I can’t think of anything ten years ago, but I can thirty-five years ago.  I had no interest in Sonic Youth. This year I’ve discovered Sonic Youth for the first time.  They are geniuses. I went on tour with Steve Shelley, along with Mark Kozelek two years ago. That’s another story.  One of the best times of my life. What a lovely man. Genius drummer and legendary, towering music figure. I’m looking forward to hearing the new solo albums by Thurston Moore and Kim Gordon.  This the year of Sonic gifts for me.

Is music as important for you as it was ten years ago?

Going along with the theme of thirty-five years ago, yes, I’d say so.  Even more important now.

How are things yourself, have you any interesting projects going on?

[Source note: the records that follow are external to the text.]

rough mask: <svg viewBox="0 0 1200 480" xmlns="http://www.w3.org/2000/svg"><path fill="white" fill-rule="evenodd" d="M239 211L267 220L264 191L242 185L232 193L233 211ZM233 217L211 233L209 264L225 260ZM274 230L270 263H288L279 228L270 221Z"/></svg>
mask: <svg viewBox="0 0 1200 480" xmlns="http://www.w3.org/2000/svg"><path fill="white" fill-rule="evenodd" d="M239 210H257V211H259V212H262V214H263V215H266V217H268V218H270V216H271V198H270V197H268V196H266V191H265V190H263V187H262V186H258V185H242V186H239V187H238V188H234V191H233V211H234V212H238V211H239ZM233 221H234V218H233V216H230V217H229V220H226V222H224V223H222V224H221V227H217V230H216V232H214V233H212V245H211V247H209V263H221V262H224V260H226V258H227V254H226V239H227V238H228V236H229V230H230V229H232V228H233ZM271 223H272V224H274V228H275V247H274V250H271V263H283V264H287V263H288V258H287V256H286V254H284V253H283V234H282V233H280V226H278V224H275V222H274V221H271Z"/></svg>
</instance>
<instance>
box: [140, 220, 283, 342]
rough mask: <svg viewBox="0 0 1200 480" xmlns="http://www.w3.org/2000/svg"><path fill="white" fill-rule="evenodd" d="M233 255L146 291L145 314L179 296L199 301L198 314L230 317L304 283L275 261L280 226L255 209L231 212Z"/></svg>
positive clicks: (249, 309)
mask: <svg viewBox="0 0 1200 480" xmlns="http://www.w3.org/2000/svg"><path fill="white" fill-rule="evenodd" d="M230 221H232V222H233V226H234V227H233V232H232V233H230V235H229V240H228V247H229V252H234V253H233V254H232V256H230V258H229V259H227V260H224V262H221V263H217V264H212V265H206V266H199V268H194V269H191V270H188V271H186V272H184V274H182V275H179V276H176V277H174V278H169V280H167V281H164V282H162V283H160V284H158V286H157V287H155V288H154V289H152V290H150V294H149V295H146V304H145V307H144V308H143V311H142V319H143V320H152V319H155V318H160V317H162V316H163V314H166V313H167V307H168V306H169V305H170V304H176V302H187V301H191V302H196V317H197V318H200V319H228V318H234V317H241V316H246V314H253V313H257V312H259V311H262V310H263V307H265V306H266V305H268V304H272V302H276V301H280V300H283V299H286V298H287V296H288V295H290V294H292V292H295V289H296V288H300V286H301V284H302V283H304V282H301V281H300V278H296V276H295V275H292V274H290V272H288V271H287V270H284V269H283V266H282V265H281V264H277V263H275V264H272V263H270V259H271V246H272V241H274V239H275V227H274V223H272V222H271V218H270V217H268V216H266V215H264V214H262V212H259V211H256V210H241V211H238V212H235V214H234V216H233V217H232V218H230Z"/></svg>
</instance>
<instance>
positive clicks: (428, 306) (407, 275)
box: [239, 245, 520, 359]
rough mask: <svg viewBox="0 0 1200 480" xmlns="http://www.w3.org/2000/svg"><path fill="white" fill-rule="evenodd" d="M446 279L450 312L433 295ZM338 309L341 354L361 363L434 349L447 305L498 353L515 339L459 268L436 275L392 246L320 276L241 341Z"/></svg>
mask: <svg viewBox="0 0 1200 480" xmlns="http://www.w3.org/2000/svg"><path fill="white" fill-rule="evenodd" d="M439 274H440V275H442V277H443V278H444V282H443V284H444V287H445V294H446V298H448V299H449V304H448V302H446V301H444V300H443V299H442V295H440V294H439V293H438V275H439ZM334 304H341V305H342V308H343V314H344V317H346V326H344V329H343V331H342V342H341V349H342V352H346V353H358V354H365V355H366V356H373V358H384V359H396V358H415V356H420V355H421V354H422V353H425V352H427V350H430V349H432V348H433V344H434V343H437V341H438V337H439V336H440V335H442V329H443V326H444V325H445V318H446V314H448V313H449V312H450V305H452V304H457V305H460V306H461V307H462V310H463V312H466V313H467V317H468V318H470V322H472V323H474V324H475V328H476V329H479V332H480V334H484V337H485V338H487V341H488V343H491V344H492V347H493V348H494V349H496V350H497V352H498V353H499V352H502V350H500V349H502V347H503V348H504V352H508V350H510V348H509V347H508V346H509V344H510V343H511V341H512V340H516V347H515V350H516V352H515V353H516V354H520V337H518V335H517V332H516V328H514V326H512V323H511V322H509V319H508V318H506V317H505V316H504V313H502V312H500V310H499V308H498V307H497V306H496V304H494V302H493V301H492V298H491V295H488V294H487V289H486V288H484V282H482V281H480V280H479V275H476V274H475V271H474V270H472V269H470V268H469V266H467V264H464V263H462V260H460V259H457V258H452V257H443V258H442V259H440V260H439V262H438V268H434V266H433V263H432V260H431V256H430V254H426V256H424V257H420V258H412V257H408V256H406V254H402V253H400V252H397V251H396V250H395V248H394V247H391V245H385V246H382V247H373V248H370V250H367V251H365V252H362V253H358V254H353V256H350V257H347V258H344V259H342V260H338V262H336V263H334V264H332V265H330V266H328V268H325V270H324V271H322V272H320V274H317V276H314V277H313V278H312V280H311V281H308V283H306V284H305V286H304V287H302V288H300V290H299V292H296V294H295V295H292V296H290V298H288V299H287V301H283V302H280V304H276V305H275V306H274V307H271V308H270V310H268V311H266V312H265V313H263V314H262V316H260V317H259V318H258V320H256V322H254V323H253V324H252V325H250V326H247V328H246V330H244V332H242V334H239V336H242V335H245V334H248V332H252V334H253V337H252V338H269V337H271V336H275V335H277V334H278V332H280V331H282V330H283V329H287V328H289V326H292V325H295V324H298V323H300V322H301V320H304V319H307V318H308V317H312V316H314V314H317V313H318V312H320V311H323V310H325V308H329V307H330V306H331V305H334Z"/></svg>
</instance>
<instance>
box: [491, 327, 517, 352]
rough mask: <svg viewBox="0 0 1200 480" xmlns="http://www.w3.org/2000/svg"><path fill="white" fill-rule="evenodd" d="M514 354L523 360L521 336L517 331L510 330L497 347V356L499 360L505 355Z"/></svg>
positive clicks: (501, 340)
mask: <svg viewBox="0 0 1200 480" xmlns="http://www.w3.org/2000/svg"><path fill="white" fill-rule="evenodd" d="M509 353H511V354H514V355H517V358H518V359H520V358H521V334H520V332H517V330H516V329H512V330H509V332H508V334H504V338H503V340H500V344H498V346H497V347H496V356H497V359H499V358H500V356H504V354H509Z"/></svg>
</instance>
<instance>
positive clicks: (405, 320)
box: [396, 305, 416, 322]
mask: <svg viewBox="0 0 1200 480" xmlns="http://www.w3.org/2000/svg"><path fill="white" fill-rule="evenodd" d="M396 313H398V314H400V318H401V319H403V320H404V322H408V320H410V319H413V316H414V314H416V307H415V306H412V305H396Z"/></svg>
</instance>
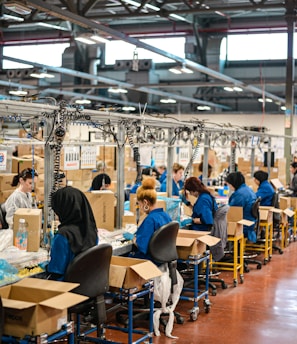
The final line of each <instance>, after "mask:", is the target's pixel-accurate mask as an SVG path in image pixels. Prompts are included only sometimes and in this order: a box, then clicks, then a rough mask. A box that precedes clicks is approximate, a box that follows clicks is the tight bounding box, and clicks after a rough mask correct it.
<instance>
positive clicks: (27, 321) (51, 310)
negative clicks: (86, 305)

Things will be much better when my country is back to normal.  When our leaders aren’t lying hypocrites. We have to teach our children right.  We can’t when our president is telling us to punch people we don’t agree with in the face.  That it’s OK to put kids in cages. That it’s OK to disrespect women. To disrespect our friends and allies.  The entire United States is experiencing PTSD.

I have an interesting project that’s on its third year.  My band Spain plays the last Thursday of every month at a little bar in Downtown Los Angeles called The Love Song.  I record every show and post them on the Spain website. We play two sets a night. I have guests join us and it’s a fun time with amazing, insightful, transcendent music that can only happen there.  I don’t want to record albums in the studio any more. I don’t want to listen to music recorded in studios any more. Live music is life. It’s life in the present moment. The present moment is all that matters.  So, with the help of friends I record our songs live and put them out there. I don’t call them live songs anymore. They are just songs, recorded live. That’s another thing. If the song’s recorded live, iTunes requires it to be labelled “live” or they won’t release it.  Yet all music is recorded live, in the present moment. It makes no sense. Listen to live Sikh Kirtan music. If you listen to it enough, you’ll smell incense wherever you go.